Il fit un léger mouvement dans sa direction et elle se releva sans un mot. Les plis de sa robe glissèrent sur le sol dans un doux frottement et elle s'arrêta en face de son père. Ce dernier lui prit les mains de sa fille dans les siennes dans un geste empli de douceur. Il lui ôta la missive du creux des mains et replaça une mèche argentée derrière son oreille. Celeborn avait ce don sur elle. Il l'apaisait comme nul autre.

- Ma fille. Je ne peux pas affirmer comprendre ce que tu ressens. Mais je sais une chose je ne te laisserai jamais à un malheureux destin. Mais comment peux-tu savoir que ta vie serait si terrible si tu t'accordais le droit de connaître le prince Legolas ?
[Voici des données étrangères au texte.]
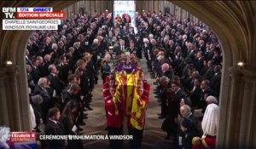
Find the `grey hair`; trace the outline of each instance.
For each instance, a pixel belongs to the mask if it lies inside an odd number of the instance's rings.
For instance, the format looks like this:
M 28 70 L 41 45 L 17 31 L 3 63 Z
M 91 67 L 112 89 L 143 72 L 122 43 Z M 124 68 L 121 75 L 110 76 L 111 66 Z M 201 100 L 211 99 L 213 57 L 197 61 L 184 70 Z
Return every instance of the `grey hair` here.
M 209 104 L 212 104 L 212 103 L 218 104 L 217 99 L 212 95 L 209 95 L 207 98 L 207 102 L 209 103 Z
M 166 76 L 162 76 L 162 77 L 160 78 L 160 83 L 169 82 L 169 81 L 170 81 L 170 78 L 167 77 Z
M 58 46 L 58 44 L 56 44 L 56 43 L 52 43 L 51 49 L 53 49 L 55 46 Z
M 44 83 L 44 81 L 46 81 L 46 78 L 45 77 L 40 77 L 38 82 L 38 84 L 42 86 L 43 83 Z

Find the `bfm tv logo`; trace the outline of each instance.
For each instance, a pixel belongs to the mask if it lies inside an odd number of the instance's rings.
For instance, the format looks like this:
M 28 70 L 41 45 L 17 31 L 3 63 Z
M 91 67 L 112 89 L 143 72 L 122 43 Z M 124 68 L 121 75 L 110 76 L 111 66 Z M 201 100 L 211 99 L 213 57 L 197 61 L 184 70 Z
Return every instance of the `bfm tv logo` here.
M 5 19 L 14 19 L 15 18 L 16 8 L 3 8 L 3 13 Z

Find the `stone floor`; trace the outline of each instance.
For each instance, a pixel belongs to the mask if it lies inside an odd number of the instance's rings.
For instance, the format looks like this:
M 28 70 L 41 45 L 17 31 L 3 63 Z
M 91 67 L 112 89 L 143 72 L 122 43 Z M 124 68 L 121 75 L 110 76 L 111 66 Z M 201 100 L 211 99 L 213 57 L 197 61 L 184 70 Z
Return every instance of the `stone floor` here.
M 143 59 L 140 61 L 144 72 L 144 75 L 148 79 L 148 82 L 151 85 L 151 91 L 149 96 L 149 102 L 146 115 L 146 124 L 143 132 L 143 149 L 167 149 L 171 148 L 171 140 L 165 140 L 164 137 L 166 134 L 160 129 L 163 119 L 159 119 L 157 113 L 160 113 L 160 107 L 157 102 L 157 99 L 154 98 L 153 89 L 155 89 L 155 85 L 153 85 L 154 79 L 150 78 L 150 75 L 148 75 L 148 69 L 146 66 L 146 60 Z M 86 125 L 83 128 L 84 131 L 82 135 L 105 135 L 108 132 L 106 128 L 106 117 L 104 110 L 104 102 L 102 99 L 102 81 L 99 80 L 98 84 L 96 85 L 92 93 L 93 99 L 91 102 L 91 107 L 93 111 L 88 111 L 88 119 L 84 120 Z M 127 129 L 124 126 L 124 134 L 128 135 Z M 86 149 L 108 149 L 108 140 L 84 140 L 84 146 Z M 129 148 L 129 140 L 124 141 L 124 149 Z

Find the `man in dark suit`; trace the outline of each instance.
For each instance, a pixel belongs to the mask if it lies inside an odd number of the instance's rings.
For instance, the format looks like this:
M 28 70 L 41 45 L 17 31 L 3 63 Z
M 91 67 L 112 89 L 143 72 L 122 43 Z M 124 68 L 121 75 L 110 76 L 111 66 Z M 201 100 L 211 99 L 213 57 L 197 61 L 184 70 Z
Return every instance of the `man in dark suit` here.
M 59 123 L 61 117 L 60 110 L 53 107 L 49 110 L 49 119 L 45 127 L 45 135 L 64 135 L 64 129 Z M 67 140 L 49 140 L 49 149 L 64 149 L 67 145 Z
M 203 80 L 201 83 L 201 101 L 199 104 L 199 108 L 202 108 L 202 112 L 205 112 L 207 109 L 207 104 L 206 99 L 209 95 L 212 95 L 214 97 L 218 96 L 218 94 L 211 89 L 210 87 L 210 81 L 209 80 Z
M 61 84 L 58 77 L 59 71 L 55 65 L 49 65 L 49 72 L 50 72 L 50 74 L 48 76 L 48 78 L 49 78 L 50 80 L 50 88 L 55 90 L 56 95 L 60 96 L 61 91 Z
M 202 67 L 204 66 L 205 58 L 203 57 L 202 51 L 199 51 L 196 54 L 196 58 L 195 60 L 196 70 L 201 72 Z
M 214 66 L 214 75 L 212 76 L 211 79 L 210 86 L 211 88 L 218 93 L 218 95 L 219 95 L 220 90 L 220 80 L 221 80 L 221 66 Z
M 122 53 L 126 52 L 125 42 L 124 39 L 119 40 L 119 43 L 114 47 L 114 52 L 116 54 L 121 54 Z
M 47 92 L 45 87 L 47 85 L 47 80 L 45 77 L 41 77 L 38 80 L 38 84 L 35 87 L 33 95 L 40 95 L 43 98 L 43 103 L 41 104 L 42 108 L 42 118 L 44 119 L 44 123 L 46 123 L 46 115 L 47 112 L 50 106 L 50 96 Z
M 41 77 L 41 73 L 40 73 L 40 71 L 38 66 L 38 61 L 37 60 L 37 59 L 33 59 L 31 75 L 32 75 L 35 83 L 38 83 L 38 82 Z

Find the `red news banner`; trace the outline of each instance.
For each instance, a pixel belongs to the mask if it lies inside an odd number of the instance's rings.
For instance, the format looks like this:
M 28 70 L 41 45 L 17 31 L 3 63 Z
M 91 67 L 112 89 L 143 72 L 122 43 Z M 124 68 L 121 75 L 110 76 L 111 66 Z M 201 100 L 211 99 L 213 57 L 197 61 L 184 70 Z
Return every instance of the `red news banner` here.
M 62 19 L 64 12 L 18 12 L 17 19 Z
L'elleth ouvrit la bouche avant de la refermer lorsqu'elle comprit qu'il n'avait pas fini.

- Je sais. Tu ne l'aimes pas. Alors je ne te poserai qu'une seule question. As-tu confiance en ta mère et moi ?

Que pouvait-elle répondre à cela ? Son père était un tel apaisement pour elle, un rayon de paradis. L'esprit de sa mère, lui, semblait à des années lumières du sien. Mais elle les aimait. Elle éprouvait un amour indéfectible pour sa famille. Cependant pouvait-on prendre cela pour de la confiance ? En qui croyait-elle ? Et quand bien même, pouvait-elle honnêtement dire à son père qu'elle ne lui portait pas sa confiance ? Pouvait-elle lui faire cet affront ? Le pouvait-elle ?

Bien sûr que non.

Alors elle prit une longue et profonde inspiration avant d'hocher la tête.

- Oui, père.

- Alors fais ce que je dis: accepte l'invitation.

La respiration de la blonde s'arrêta un instant mais le cœur au bord des lèvres, elle inclina la tête dans un élan de respect.

- Bien, Ada.

Alors avec un sourire, Celeborn releva le visage de sa petite étoile, y effaça une larme vengeresse avant de déposer un baiser sur le front de cette dernière. Mais lorsque le Seigneur s'en alla, un nouveau feu se mit à bruler dans les pupilles de sa cadette.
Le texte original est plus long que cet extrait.